'Sharp Objects': HBO's Amy Adams thriller cuts like a knife

·Critic-at-Large, Yahoo Entertainment
Amy Adams in HBO’s <em>Sharp Objects</em>. (Photo: HBO)
Amy Adams in HBO’s Sharp Objects. (Photo: HBO)

One of the most eagerly anticipated TV events of the year — Amy Adams starring in an adaptation of Gillian Flynn’s 2006 novel, Sharp Objects — turns out to be everything you might have wanted. And also some things you didn’t know you wanted: This eight-part HBO miniseries is a scary thriller, a Southern gothic melodrama, a serial-killer murder mystery, and a dual portrait of motherhood and sisterhood — all of it combined with a sleek ease that rarely lets any effort show.

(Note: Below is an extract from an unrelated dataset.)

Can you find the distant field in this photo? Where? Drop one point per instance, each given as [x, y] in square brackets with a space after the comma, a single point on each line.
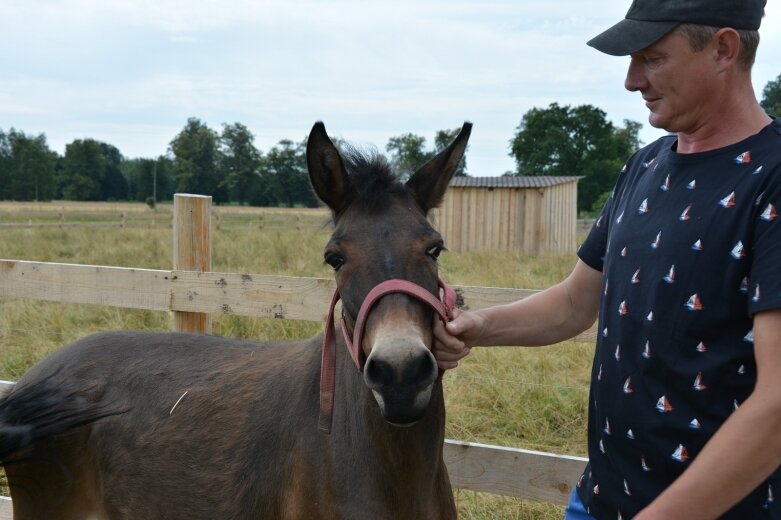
[527, 398]
[136, 214]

Adams plays Camille Preaker, a big-city reporter who goes back to her small Missouri hometown to write a piece about an unsolved murder. Right from the start, Sharp Objects is a different kind of production. Producer Marti Noxon (Dietland) and director Jean-Marc Vallée (Big Little Lies) position Camille as the sort of hard-drinking, cynical professional who has long been portrayed in pop culture by a man. In Flynn’s novel, Camille is tough, shrewd, and wounded — self-wounded, as it turns out, in a physical as well as a psychic sense. In bringing this character to the screen, the working trio of Flynn, Noxon, and Vallée have found a way to present Camille’s mental state in a way that’s not exploitative or used for shock value. It also doesn’t prevent Camille from working hard and doing her job well.

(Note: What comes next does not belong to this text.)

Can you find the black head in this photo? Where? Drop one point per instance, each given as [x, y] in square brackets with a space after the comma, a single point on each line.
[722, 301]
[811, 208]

Camille arrives in town to search for clues, but first, like any good daughter, she has to check in with her mother, Adora (Patricia Clarkson). But there’s nothing so casual as “checking in” with a mother like this: Adora presides over a gloomy mansion trailing wisps of tragedy. She fusses over Amma (Eliza Scanlen), Camille’s half-sister, a high-schooler who puts on a delicate front while hiding a wild side. Almost immediately, Camille is plunged into the thick family drama that Adora maintains, a woozy mixture of smothering mother-love and neurotically repressed sexuality that makes us understand why Camille has tried to put distance between her mother and herself.

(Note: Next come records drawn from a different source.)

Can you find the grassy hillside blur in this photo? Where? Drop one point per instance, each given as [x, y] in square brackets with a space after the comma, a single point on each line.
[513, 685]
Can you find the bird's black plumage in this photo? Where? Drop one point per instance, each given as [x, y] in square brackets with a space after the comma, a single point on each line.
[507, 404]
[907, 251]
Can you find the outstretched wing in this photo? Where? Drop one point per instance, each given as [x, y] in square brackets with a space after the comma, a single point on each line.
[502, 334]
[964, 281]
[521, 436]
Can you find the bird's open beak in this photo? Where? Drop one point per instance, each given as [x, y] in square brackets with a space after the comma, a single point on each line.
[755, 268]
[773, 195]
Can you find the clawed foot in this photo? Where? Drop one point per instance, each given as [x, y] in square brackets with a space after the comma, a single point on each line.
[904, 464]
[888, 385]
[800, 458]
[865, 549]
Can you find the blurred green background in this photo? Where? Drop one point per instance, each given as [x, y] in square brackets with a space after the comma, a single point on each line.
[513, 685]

The small-town murder is also being investigated by a cop played by Mindy Project’s Chris Messina. Flynn has peopled the town of Wind Gap, Mo., with lots of other wickedly colorful characters including Elizabeth Perkins as Camille’s blowzy aunt and Madison Davenport in the smaller but vivid role of a pushy young girl trying to keep her boyfriend from being considered a suspect. The ensemble is a tight one, and Clarkson has a lot of drawling fun making Adora a sensuous gargoyle. But ultimately, Sharp Objects is Amy Adams’s star vehicle: Flinty and wisecracking, damaged but resilient, her Camille is a hard-boiled hero with depth. You watch her with the same immense pleasure you get when you watch a classic movie star in a noir film, like Humphrey Bogart as Sam Spade in The Maltese Falcon, or Jack Nicholson as J.J. Gittes in Chinatown. Sharp Objects is a great-looking production — Vallée directs all the episodes with swanky allure — but it’s Camille and Adams that will keep you coming back for eight weeks to watch.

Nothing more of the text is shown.